Their ultra-strategic move was to align product design with a fundamentally new physical capability, not just incremental tweaks. CET isn't just an upgrade - it’s a new modality. They didn’t build another ultrasound; they built what medicine requires where the rest of imaging fails. That clarity of mission allowed them to build credibility over decades: a multi-generational engineering vision translated into clinical readiness.

Founders should note: building defensibility means installing capabilities that replace entire workflows - not just improve them. When your product changes what’s possible rather than how it’s done, it becomes indispensable. MAUI didn't win evaluations through interface polish - they won through what clinicians could finally see.

From Stealth Mode to Strategic Scaling

Emerging from stealth in August 2024 with a Department of Defense contract would already be validation enough - but MAUI paired that momentum with a bold commercial strategy. The device is priced around $85,000, significantly lower than CT systems, and designed for deployment by providers with limited training. That accessibility, combined with strong clinical outcomes, drives adoption in trauma care settings where access to diagnostic tools is inconsistent.

This decentralized distribution model positions MAUI to go beyond hospitals - landing in ambulances, ships, rural clinics, and military med centers. As more data becomes available, the system is also enabling AI-based analytics and volumetric image interpretation that CT systems cannot replicate.

Scaling Up Without Losing Focus

With the Series D capital, MAUI Imaging plans to scale manufacturing of the K3900, onboard global distribution partners via Acertara, and invest in clinical research to expand approvals. The company is also hiring across product, regulatory, and field operations to support deployments in neurosurgery clinics, trauma centers, and military units.

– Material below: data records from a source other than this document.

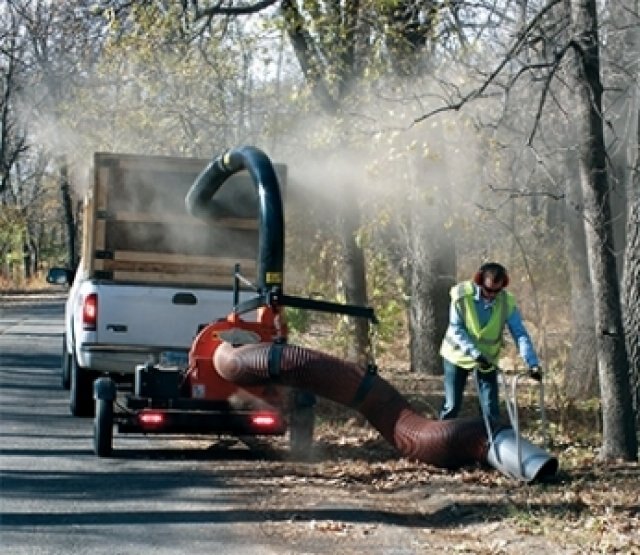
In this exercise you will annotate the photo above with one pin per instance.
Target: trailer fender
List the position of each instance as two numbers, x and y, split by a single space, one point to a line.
104 389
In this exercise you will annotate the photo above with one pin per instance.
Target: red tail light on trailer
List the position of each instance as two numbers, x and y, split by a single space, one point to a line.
90 312
265 420
151 419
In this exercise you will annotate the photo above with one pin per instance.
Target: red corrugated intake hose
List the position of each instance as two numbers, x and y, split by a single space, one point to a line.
446 444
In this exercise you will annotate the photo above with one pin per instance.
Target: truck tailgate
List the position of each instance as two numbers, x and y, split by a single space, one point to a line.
164 317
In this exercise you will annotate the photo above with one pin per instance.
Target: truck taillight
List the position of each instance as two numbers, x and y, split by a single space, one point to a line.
90 312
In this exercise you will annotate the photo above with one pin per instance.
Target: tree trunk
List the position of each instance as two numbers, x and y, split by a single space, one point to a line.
581 373
354 275
619 436
631 283
69 221
432 269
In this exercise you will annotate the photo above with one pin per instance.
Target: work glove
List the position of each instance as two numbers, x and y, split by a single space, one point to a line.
484 363
535 373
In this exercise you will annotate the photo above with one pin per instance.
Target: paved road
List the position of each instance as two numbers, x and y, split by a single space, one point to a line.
58 498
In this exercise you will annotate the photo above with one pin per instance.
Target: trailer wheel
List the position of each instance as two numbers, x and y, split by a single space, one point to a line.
301 424
103 428
65 375
81 390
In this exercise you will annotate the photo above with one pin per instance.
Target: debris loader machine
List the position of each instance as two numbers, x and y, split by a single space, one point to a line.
243 378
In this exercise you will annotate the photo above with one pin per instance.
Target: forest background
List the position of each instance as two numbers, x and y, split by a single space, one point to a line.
422 138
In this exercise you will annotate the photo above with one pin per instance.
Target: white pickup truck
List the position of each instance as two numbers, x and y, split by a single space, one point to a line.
150 274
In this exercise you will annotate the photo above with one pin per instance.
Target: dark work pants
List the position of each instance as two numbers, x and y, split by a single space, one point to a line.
455 379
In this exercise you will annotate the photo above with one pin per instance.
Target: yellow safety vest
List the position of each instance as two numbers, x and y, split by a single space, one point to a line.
488 339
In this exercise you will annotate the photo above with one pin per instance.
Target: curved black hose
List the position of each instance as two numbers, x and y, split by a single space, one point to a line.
199 202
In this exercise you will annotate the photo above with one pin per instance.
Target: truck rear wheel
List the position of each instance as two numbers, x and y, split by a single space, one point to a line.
81 390
301 424
103 428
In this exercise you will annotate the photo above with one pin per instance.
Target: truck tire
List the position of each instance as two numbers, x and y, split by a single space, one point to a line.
65 375
103 428
80 390
301 425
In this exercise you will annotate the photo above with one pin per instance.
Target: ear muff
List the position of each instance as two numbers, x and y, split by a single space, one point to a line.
499 269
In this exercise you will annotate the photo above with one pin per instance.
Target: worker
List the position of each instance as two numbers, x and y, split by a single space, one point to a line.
478 312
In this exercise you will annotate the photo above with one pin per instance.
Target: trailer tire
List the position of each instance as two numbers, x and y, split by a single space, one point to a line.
80 390
65 374
301 426
103 428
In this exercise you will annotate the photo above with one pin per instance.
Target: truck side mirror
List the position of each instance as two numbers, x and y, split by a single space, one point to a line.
60 276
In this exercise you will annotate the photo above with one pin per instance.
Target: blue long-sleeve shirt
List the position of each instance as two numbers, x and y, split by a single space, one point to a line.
483 308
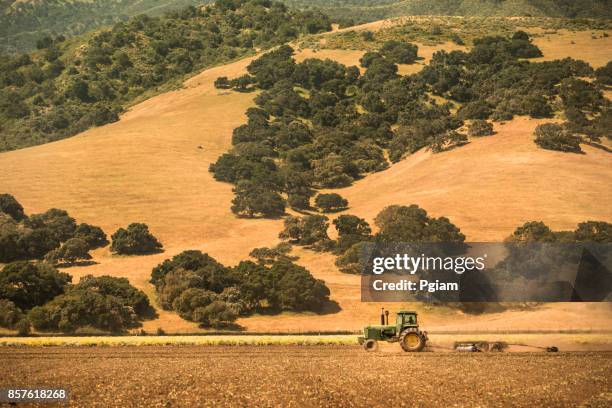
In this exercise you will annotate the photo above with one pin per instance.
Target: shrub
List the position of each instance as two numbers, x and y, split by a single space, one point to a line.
331 202
552 136
9 205
9 314
533 231
83 308
92 235
412 224
217 313
135 240
202 290
310 230
222 83
190 261
252 199
71 251
31 284
594 231
604 74
299 201
119 288
480 128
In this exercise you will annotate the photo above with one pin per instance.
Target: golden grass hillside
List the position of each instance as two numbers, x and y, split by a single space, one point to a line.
152 167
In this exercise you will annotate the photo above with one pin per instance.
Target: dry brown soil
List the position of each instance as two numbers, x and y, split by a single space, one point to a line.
310 376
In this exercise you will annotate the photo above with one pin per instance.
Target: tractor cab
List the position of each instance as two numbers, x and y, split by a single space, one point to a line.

Critically, MAUI is using its patent portfolio and clinical traction to create ecosystem value: volumetric image datasets helping power AI diagnostic tools, and standardization protocols for imaging in mass casualty scenarios.

The Specht Legacy: Engineering Meets Mission

David Specht and Don Specht’s work combines decades of experience in aerospace, sonar, and electrical engineering. Translating that intellectual heritage into medical imaging took time, but it was intentional. Their earliest prototypes - built in a Silicon Valley garage - evolved into a system ready for FDA clearance and national-level use.

This founder narrative matters. MAUI built trust not only through product performance, but through institutional patience and technical mastery. That depth of credibility attracts partnerships with military, hospital systems, and imaging labs that need investment-proof technology.

What’s Ahead for MAUI Imaging

The roadmap includes securing further FDA clearance for cranial and spinal imaging use cases, publishing larger clinical study results, and piloting in new global health environments where traditional imaging is limited or unavailable.

They’re also exploring distribution beyond hospitals - testing mobile versions of K3900 in emergency response units and rugged terrain use. The long-term vision: give any medical operator near-diagnostic capability without needing a hospital.